Catfish, at least the hull shape presented, is based on the Alligator, a 42' LOA paddle wheeler described in 1911 in The Rudder ( http://books.google.com/books?id=3Ko6AAAAMAAJ&printsec=frontcover&source=gbs_ge_summary_r&cad=0#v=onepage&q&f=false ).
Like Alligator, Catfish is just a large flat bottom boat with some fuss to keep it from sinking into the muck should it dry out in muck. Engine placement would be similar to Alligator and a chain or belt drive would be employed.
With a beam of 7', 7'3" over the rub rails, it would have a LBR a hair shy of 3:1. Draft would be essentially 7". Overall length is 25'11". Displacement is just over 2,800 LBS. Per DelftShip's drag estimates it would require just under 4 HP to push the boat to 6.3 knots.
Larger versions should trend towards a 4:1 LBR and, naturally, somewhat greater draft to permit better accommodations (Alligator from The Rudder would have 9" draft).
Though not intended for rough water, the flare forward and rub rail should help keep the boat dry if a powerboat sped by much too close and much too fast.
It may be useful to have an off-center centerboard to help keep it getting blown about too much by the wind.

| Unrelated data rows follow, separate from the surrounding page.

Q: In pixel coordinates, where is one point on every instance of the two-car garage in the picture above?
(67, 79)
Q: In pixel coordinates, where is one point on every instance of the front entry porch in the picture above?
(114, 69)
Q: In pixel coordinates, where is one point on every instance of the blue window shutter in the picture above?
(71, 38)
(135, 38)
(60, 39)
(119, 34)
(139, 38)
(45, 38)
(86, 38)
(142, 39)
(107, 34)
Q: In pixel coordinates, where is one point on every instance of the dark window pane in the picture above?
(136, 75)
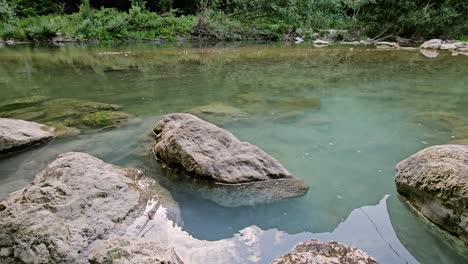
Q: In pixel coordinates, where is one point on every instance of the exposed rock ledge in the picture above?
(316, 252)
(18, 134)
(76, 201)
(208, 152)
(435, 182)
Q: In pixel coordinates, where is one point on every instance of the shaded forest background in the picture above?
(232, 19)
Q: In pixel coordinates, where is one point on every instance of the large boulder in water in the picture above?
(432, 44)
(210, 153)
(75, 202)
(67, 116)
(316, 252)
(435, 182)
(18, 134)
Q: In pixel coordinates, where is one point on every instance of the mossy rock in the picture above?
(218, 109)
(105, 118)
(460, 132)
(460, 141)
(68, 116)
(22, 103)
(294, 104)
(248, 98)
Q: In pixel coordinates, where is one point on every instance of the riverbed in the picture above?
(340, 118)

No attempt has been made to represent the light weight cabin structure that would be used. Likewise, only the outer diameter of the wheel and the inner clearance needed for whatever wheelhouse used is shown. Ditto for whatever rudders/monkey rudders would be mounted.
The oblong shape of the wheelhouse clearance outline is due to the desire to be able to raise or lower the wheel by up to 4".
Raise: to better facilitate launching from or recover to a trailer ... there's no buoyancy back there being something of the thought.
Lower (and raise a little too, I suppose): because it would be a real annoyance if the best operating depth of the wheel were something different than what it just happened to be if built at a fixed height.
Also, from what I've read, by lowering the wheel you can trade off efficiency for Bollard Pull, which may help in fighting a current someday.